Setelah Soekarno, Hatta dan Soebardjo selesai merumuskan naskah Proklamasi,
kemudian mereka menuju serambi muka untuk menemui hadirin yang telah
berkumpul. Waktu saat itu menunjukkan pukul 03.00 wib Ir. Soekarno membuka
pertemuan dengan membacakan rumusan naskah Proklamasi yang masih
merupakan konsep. Kepada mereka yang hadir, Ir. Soekarno menyarankan agar
bersama-sama menandatangani naskah Proklamasi selaku wakil-wakil bangsa
Indonesia. Saran itu diperkuat oleh Drs. Moh. Hatta dengan mengambil contoh
kepada naskah "Declaration of Independence" Amerika Serikat. Saran itu ditentang
oleh pihak pemuda. Mereka tidak setuju kalau tokoh-tokoh golongan tua yang
disebutnya sebagai "budak-budak Jepang" turut menandatangani naskah
Proklamasi. Tokoh-tokoh golongan tua yang bukan orang pergerakan nasional
mereka anggap sebagai oportunis yang memperoleh kedudukan menjadi pejabat
Kepala Pemerintahan Militer Jepang. Akan tetapi, kemudian salah seorang tokoh
pemuda, yakni Sukarni, mengusulkan agar yang menandatangani naskah
Proklamasi cukup dua orang saja, yakni Soekarno-Hatta atas nama bangsa
Indonesia. Bukankah mereka berdua yang pada masa itu dimana-mana dikenal
sebagai pemimpin utama bangsa Indonesia? Dengan disetujuinya usul Sukarni itu
oleh hadirin, Ir. Soekarno meminta kepada Sajuti Melik untuk mengetik bersih
naskah itu berdasarkan naskah tulisan tangan Soekarno, disertai dengan
perubahan-perubahan yang telah disetujui.

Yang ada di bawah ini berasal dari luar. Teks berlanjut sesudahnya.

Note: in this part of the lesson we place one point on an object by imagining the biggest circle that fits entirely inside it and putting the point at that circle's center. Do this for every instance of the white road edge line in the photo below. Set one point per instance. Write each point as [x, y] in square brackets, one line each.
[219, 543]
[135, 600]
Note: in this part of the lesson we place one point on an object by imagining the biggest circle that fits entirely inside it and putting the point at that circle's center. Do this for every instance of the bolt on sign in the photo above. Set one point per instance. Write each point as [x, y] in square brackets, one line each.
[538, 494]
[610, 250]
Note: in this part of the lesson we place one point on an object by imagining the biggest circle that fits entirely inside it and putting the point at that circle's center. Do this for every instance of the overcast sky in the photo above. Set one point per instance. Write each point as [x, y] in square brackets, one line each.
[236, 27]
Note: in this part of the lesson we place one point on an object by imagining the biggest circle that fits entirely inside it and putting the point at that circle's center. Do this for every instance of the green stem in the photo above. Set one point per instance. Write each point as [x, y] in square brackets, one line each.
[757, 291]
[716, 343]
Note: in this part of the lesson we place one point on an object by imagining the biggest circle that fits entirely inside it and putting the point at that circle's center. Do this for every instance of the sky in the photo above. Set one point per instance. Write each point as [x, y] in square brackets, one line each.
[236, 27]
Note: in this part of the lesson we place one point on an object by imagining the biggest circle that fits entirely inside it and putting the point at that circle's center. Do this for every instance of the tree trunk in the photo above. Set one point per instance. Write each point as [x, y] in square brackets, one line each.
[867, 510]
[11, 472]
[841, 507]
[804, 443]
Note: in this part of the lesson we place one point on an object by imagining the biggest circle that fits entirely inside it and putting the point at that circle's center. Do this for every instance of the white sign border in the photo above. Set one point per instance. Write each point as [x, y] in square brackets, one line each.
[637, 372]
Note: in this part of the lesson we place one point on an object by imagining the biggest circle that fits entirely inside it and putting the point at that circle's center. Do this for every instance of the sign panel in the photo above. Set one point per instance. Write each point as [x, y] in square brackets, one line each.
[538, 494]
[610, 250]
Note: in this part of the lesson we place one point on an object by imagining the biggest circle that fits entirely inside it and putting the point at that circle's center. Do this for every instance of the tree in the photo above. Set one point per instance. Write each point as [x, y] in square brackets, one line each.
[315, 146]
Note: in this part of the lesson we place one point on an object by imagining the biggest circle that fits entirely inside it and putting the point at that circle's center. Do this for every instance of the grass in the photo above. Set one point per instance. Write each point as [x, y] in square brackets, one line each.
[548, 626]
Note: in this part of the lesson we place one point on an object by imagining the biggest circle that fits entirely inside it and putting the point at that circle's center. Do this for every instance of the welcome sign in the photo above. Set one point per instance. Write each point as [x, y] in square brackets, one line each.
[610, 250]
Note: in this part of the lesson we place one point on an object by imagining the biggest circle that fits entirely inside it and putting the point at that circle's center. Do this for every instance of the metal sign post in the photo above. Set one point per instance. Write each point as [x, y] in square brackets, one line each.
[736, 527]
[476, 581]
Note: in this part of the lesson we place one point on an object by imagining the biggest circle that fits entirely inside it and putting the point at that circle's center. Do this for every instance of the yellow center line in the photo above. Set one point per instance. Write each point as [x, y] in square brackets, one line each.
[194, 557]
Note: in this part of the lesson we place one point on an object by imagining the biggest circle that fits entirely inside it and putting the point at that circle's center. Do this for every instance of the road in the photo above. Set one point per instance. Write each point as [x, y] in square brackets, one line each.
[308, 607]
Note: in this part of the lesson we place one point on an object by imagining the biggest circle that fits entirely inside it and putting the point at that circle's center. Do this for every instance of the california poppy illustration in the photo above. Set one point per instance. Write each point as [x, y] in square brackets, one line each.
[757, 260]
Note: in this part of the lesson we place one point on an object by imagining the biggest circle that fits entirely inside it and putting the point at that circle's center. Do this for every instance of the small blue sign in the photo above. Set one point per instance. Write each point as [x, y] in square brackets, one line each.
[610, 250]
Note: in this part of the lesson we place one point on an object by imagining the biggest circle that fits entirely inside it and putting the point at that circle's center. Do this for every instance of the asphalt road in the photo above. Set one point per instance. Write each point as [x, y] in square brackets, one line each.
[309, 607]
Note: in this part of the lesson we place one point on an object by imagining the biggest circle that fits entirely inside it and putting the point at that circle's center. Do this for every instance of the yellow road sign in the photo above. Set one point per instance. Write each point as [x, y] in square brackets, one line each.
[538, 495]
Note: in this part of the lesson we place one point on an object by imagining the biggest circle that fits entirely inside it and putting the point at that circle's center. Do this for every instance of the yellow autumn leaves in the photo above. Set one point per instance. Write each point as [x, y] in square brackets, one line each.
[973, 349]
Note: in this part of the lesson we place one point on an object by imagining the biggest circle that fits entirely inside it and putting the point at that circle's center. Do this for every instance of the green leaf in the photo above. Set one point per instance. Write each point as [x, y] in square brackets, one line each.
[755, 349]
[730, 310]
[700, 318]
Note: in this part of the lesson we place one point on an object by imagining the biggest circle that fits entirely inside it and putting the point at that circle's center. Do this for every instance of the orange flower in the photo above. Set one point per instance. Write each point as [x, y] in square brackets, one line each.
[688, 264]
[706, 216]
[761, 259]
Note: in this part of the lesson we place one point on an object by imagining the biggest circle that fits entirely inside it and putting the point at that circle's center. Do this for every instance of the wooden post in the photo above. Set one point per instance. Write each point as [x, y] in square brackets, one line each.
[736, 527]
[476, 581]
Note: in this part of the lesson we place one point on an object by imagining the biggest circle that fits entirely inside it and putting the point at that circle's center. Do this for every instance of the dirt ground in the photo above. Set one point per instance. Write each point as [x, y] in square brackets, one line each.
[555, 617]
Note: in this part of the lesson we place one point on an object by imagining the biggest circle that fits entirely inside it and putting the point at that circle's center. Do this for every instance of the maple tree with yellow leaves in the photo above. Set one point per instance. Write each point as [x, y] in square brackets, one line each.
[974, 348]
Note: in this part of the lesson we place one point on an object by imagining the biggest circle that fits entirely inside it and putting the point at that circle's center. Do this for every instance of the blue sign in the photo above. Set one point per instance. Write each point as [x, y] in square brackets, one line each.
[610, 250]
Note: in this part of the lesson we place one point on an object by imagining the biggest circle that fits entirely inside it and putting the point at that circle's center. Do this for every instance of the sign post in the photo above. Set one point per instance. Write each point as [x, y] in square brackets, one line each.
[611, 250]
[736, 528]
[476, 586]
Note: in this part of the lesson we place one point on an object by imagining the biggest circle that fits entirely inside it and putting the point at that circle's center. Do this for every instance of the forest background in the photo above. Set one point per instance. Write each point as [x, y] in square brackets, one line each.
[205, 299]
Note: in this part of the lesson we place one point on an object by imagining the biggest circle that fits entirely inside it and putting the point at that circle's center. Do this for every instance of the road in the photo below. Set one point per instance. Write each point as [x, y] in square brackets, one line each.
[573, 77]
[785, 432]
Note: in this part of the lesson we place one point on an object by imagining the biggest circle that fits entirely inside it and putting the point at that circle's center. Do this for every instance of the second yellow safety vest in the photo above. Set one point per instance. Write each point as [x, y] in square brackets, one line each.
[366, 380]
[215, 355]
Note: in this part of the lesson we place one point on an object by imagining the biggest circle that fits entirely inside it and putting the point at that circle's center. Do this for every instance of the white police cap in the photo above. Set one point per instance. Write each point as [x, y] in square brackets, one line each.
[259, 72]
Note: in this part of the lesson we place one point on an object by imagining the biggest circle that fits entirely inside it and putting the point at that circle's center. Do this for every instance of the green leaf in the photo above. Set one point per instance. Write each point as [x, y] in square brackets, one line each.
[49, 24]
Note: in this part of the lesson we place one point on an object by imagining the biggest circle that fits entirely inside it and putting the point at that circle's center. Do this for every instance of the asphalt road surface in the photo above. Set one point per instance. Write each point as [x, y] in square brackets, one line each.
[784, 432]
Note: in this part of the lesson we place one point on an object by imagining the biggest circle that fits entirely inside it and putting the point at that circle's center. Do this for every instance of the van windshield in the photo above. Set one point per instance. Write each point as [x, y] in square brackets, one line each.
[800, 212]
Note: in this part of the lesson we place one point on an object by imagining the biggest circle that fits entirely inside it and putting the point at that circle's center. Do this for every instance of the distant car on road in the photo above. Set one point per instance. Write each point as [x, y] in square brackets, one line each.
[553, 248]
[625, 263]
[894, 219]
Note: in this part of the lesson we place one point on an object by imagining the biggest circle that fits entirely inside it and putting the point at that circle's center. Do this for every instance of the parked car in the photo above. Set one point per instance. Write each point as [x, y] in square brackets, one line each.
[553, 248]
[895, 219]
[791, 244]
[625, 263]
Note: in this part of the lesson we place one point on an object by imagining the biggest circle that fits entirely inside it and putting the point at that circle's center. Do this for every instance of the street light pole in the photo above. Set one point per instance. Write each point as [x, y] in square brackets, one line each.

Sajuti Melik mengetik naskah bersih rumusan Proklamasi . Ada tida perubahan yang
terdapat pada naskah bersih itu, yakni kata-kata "tempoh" diganti menjadi "Tempo",
sedangkan wakil-wakil bangsa Indonesia pada bagian akhir diganti dengan "Atas
Nama Bangsa Indonesia". Demikian pula perubahan terjadi pada cara menulis
tanggal, yaitu "Djakarta, 17-8-05" menjadi "Djakarta, Hari 17 Boelan 8 Tahoen '05".
Dengan perubahan tersebut naskah yang sudah diketik kemudian ditandatangani
oleh Soekarno dan Hatta.
Proklamasi
Kami bangsa Indonesia dengan ini menjatakan Kemerdekaan Indonesia.
Hal-hal jang mengenai pemindahan kekoeasaan d.l.l. diselenggarakan dengan tjara
saksama dan dalam tempo jang sesingkat-singkatnya.